Imagine this: you’re a medieval serf in Europe, doing some devious trading with a suspicious wheat dealer. Town rules indicate that you must carve out the transaction on a board, showing the trade of three potatoes for five bundles of wheat.
But you’ve just been scammed (mwomp mwomp), so you’ve got to show that you gave the guy three potatoes, but received nothing in return. Huh. You need to indicate the concept of nothing. But how do you pack the vast, reality-shattering concept of nothingness … into a single, little symbol??
Today, you could easily express it with, well, 0. But back in the day, you’d probably be wracking your brains with confusion, staring at this blankness that was unable to express your frustration.
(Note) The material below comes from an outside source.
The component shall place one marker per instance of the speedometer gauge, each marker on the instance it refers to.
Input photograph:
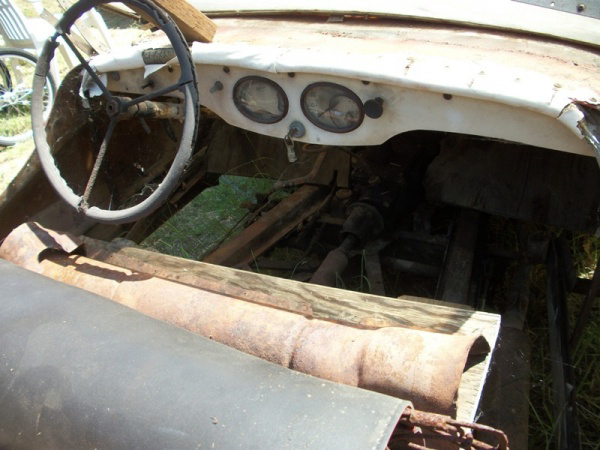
(260, 99)
(332, 107)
0, this tiny little inconspicuous circle, hides some dark secrets indeed. Between breaking reality when put below the vinculum and bridging the uncomfortable gap between positive and negative numbers, it’s also been breaking our ancestors’ brains for eons. Our story begins with a setup not unlike the one I explained at the start of this article, but much further back in time. We can assume that somewhere around 900 to 500 BC, symbols began to be used to notate the concept of a “placeholder zero”; zeroes that distinguish 100s from 10s.
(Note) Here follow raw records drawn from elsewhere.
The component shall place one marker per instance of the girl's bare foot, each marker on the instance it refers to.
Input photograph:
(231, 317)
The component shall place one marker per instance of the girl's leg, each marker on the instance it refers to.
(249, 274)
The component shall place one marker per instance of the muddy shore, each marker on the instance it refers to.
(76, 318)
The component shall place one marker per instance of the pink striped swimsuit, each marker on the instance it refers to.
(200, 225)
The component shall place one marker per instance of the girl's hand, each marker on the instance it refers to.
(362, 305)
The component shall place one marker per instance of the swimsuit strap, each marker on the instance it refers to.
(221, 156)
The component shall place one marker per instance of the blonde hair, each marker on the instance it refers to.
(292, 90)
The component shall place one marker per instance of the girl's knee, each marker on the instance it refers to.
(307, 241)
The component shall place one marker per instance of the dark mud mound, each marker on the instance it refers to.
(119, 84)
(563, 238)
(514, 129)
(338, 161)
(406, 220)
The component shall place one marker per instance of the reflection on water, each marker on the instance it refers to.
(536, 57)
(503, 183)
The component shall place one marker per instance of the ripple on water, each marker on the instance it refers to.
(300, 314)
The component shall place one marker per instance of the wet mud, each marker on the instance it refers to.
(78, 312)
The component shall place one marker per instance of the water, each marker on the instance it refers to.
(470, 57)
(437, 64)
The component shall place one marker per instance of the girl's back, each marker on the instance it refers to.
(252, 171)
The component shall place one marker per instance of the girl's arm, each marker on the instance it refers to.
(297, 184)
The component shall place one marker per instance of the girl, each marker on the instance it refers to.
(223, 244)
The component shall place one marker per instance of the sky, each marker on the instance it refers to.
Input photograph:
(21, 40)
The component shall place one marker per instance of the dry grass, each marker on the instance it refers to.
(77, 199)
Notably, this placeholder zero first appeared in Sumerian culture as a double wedge, before it travelled to India and northern Africa and was brought to Europe through Fibonacci. As the placeholder made its way across nations, each found a different way to notate this strange idea.
But not all was smooth sailing for the introduction of 0. While some cultures accepted the symbol and concept with no problems, a lot of cultures actually rejected the idea at first, as it had some spooky magical connotations.
Our true zero – that is to say, the number rather than the placeholder – comes into play in fifth century AD India. In around the same time frame, the Mayans also developed the idea of zero independent of those on the other side of the world.
In present day mathematics, we do take a lot of things for granted. There are a lot of notational things – like our numerical system – that are just accepted without any thought. But as we dive further into the thought behind each of these, a whole new world of complexity opens before us.